It didn’t all change in March 2020. Not really.
The UK high street has been in the throes of a gradual revolution for decades. From the rise of ecommerce, to the birth of mobile, social commerce, and a growing emphasis on experience, change has been underway for a while.
In fact for many, the pandemic has acted as a wake-up call. Digital transformation was no longer a ‘nice to have’ but a matter of survival. Necessity sparked innovation and customers are enjoying more flexibility and convenience than ever before.
But what now? What lessons should we take with us as we move forwards? And how can we ensure we’re ready for whatever’s next?
To find out, host Colin Neil embarked on a journey spanning the past 10 years. Using our latest consumer research as a launch-pad, we spoke to famous brands, industry experts, and consumers on the street.
The result is a five-part podcast series providing a unique insight into the rich, varied world of UK commerce in 2021 and beyond.
When the going gets tough, the tough diversify
The initial ‘response’ phase of the pandemic is over. Now, as we’re adjusting to a state of normal(ish), it’s a good time to take stock and evaluate the current state of UK retail and hospitality.
We’ve seen that many retailers used the downtime of the pandemic to diversify their sales channels. The boundaries between in-store and online have become increasingly blurred, and new channels and experiences are emerging. But how do we ensure that the values and personality of a brand stay consistent across the board?
Prove you’re worthy of long term loyalty
The retail landscape is rapidly changing alongside both global shifts and local pressures. Accelerated by the pandemic, businesses are now blurring the lines between digital and physical experiences. This shift towards multiple, connected sales channels has helped build resilience for many businesses. In fact, recent Adyen research has found that 74% of businesses that connect their sales channels expect to grow by more than 20% this year.
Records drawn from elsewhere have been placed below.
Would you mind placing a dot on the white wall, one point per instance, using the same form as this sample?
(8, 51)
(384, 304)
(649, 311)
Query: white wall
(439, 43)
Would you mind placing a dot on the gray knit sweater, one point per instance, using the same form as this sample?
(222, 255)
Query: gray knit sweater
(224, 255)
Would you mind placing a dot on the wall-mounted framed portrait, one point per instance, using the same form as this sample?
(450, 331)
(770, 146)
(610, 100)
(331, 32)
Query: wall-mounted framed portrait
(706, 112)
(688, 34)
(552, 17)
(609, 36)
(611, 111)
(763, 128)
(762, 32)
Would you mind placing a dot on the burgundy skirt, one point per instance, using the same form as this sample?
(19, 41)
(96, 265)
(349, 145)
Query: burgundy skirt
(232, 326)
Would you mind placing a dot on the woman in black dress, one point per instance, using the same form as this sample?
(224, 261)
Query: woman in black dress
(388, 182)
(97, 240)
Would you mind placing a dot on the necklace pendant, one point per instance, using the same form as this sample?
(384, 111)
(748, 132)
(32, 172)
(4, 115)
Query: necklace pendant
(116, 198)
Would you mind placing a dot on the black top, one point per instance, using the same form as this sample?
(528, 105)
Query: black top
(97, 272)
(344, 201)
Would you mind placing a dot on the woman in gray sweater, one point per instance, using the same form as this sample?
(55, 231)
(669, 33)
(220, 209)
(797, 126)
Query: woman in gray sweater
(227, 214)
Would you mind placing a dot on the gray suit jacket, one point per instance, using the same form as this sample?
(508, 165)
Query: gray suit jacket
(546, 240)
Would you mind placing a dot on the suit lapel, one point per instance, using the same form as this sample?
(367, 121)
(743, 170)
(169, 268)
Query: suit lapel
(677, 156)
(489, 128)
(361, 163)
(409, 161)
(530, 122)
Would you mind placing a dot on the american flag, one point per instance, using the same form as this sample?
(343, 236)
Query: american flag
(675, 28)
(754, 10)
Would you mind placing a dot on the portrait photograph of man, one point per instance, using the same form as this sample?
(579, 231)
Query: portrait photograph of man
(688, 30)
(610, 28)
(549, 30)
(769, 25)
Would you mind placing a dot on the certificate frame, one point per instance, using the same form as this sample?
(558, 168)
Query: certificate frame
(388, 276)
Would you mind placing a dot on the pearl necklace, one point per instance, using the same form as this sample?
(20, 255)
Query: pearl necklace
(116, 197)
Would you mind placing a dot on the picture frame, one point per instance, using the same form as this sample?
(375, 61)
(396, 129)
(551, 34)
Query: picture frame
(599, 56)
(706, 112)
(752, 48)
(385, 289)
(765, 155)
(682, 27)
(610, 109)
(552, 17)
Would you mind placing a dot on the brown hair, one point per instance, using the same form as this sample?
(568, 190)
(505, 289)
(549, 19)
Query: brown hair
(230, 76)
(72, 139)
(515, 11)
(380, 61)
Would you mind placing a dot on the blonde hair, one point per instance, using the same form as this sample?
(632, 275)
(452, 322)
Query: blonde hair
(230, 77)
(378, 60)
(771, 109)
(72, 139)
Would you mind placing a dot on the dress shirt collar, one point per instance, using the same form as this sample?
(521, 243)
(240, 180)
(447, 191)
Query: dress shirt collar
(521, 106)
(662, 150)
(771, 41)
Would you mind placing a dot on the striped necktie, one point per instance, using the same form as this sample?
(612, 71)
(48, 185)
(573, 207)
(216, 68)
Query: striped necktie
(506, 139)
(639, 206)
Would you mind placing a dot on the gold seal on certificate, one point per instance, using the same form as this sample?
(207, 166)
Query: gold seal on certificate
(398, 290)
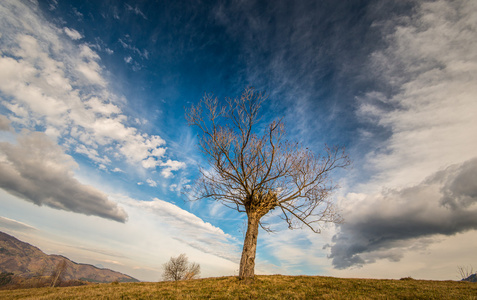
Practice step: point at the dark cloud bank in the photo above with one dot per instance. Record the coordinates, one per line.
(37, 170)
(387, 225)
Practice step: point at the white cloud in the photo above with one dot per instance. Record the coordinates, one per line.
(72, 33)
(192, 230)
(171, 165)
(4, 123)
(136, 10)
(418, 193)
(37, 170)
(53, 83)
(151, 182)
(432, 113)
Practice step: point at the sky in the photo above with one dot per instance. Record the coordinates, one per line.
(95, 150)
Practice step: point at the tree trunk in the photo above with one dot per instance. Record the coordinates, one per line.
(247, 262)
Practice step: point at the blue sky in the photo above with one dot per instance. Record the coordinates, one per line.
(95, 149)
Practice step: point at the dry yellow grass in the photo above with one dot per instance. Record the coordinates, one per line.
(263, 287)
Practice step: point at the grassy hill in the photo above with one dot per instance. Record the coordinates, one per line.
(264, 287)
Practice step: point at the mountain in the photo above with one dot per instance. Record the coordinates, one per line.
(28, 261)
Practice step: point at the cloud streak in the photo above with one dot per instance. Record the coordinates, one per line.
(427, 166)
(60, 85)
(385, 225)
(37, 170)
(192, 230)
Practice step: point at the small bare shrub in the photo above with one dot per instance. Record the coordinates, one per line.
(179, 268)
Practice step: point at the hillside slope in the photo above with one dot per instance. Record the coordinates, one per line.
(263, 287)
(25, 260)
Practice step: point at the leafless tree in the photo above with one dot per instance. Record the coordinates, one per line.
(179, 268)
(59, 270)
(465, 271)
(254, 169)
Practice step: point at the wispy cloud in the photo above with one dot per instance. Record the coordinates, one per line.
(135, 10)
(429, 71)
(73, 34)
(386, 225)
(191, 230)
(37, 170)
(51, 82)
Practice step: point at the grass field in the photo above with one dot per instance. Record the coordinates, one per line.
(263, 287)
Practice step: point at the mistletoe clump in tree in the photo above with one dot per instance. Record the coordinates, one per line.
(254, 169)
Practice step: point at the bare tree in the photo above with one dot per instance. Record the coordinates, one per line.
(59, 270)
(254, 169)
(179, 268)
(465, 271)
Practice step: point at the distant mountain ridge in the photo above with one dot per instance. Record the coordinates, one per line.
(25, 260)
We still love getting physical
Physical stores aren’t going anywhere. And Adyen’s latest research found that consumers support this, with 59% still preferring to shop in-store. While sensationalist news headlines might try to convince us otherwise, the truth is that the internet isn’t the brick-and-mortar killer it’s been made out to be. In actual fact, the growth of the online store isn’t so much siphoning customers from high street shops as it is augmenting consumers’ physical shopping experience and bolstering brand loyalty.
Data engineers are the new fashion designers
Not that long ago, you’d only expect a personalised customer experience if you were a regular repeat customer on your local high street - or if you happened to be a VIP shopping at Gucci. But that’s no longer the case. Today, a few data points can potentially give businesses a wealth of insight into their customers. And the information is already out there - all retailers need is a good data strategy to utilise it.
Platforms for growth
Brands are spoilt for choice when it comes to business tools; POS systems, CRM databases, even social media. These technologies are just a sampling of the plethora of services available to help retailers function and evolve. But one class of tool really making a difference is platforms. Platforms for E-commerce, platforms for managing business - no matter where they’re rolled out, what they really are are platforms for growth.
Who hasn’t seen headlines heralding the death of the high street? Woolworths, Debenhams, Arcadia Group - does the failure of these brands point to an overall demise? Is ecommerce taking the place of physical retail? Or is something different going on?
To learn more about where we are now, we need to look back a few years. In this first episode of Retail Reawakened, we track the digital transformation of global fashion brand Burberry and see the ways they’ve maintained their brand identity while adapting to an increasingly online world.
Over the past 20 years, Burberry has established its reputation as an industry-leader in digital transformation. Long before its competitors, it embraced digital technologies to create high-end experiences for their customers in-store and online. Former head of operations Steve Ibrahim and digital transformation strategist Craig Crawford walk us through the changes the brand made, both logistically and conceptually, to bring a sense of luxury to every part of the customer journey. We’ll also examine how businesses can ensure their digitisation remains true to their brand and centers on the customer.
In the second half of the episode, The Retail Champion, aka Clare Bailey of the BBC, will help us explore the bigger picture, providing a recent history of the UK’s retail evolution. She places store closures in context and challenges the notion that ecommerce is the harbinger of high street’s collapse. What are the opportunities presented by retail’s rush to digital? How can companies integrate their experiences and create a seamless path for the customer across all channels? What’s new for food and beverage? Clare gives you a snapshot of all of it.